We have:
$$f(a) = \frac{1}{2\pi i}\int_{D(z_0,r)}\frac{f(z)}{z-a}dz$$
$$f'(a) = \frac{-1}{2\pi i}\int_{D(z_0,r)}\frac{f(z)}{(z-a)^2}dz$$ $$f^{(2)}(a) = \frac{2}{2\pi i}\int_{D(z_0,r)}\frac{f(z)}{(z-a)^3}dz$$ $$f^{(3)}(a) = \frac{-3\cdot 2}{2\pi i}\int_{D(z_0,r)}\frac{f(z)}{(z-a)^3}dz$$
$$\vdots$$
$$f^{(n)}(a) = (-1)^{n}\frac{n!}{2\pi i}\int_{D(z_0,r)}\frac{f(z)}{(z-a)^{n+1}}dz$$
Why is the part $(-1)^n$ left out if we look at books or lectures.
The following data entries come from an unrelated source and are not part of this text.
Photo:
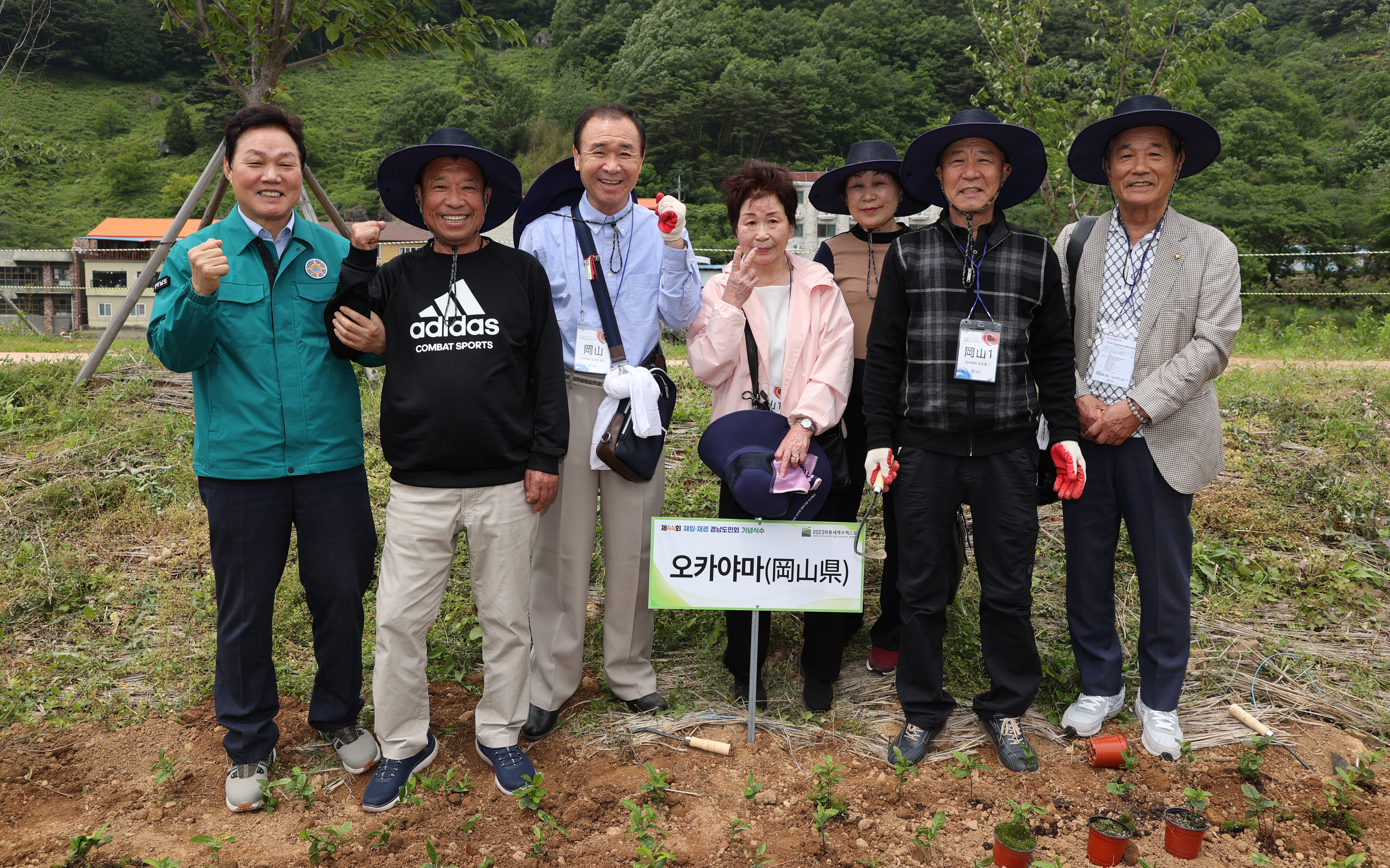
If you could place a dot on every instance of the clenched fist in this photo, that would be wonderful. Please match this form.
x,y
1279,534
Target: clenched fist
x,y
209,266
365,236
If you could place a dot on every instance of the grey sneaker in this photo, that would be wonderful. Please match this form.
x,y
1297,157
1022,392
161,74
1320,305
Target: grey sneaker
x,y
244,782
356,748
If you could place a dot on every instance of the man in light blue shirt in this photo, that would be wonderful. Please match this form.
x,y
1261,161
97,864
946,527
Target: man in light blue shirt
x,y
653,277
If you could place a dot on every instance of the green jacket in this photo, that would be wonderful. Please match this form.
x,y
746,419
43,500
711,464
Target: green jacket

We've done it without that part, but why?
Because it shouldn't be there.
If you differentiate $\frac1{z-a}$ with respect to $a$, what you get is $\frac1{(z-a)^2}$, rather than $-\frac1{(z-a)^2}$. So,$$f'(a)=\frac1{2\pi i}\int_{D(z_0,r)}\frac1{(z-a)^2}\,\mathrm dz.$$And so on…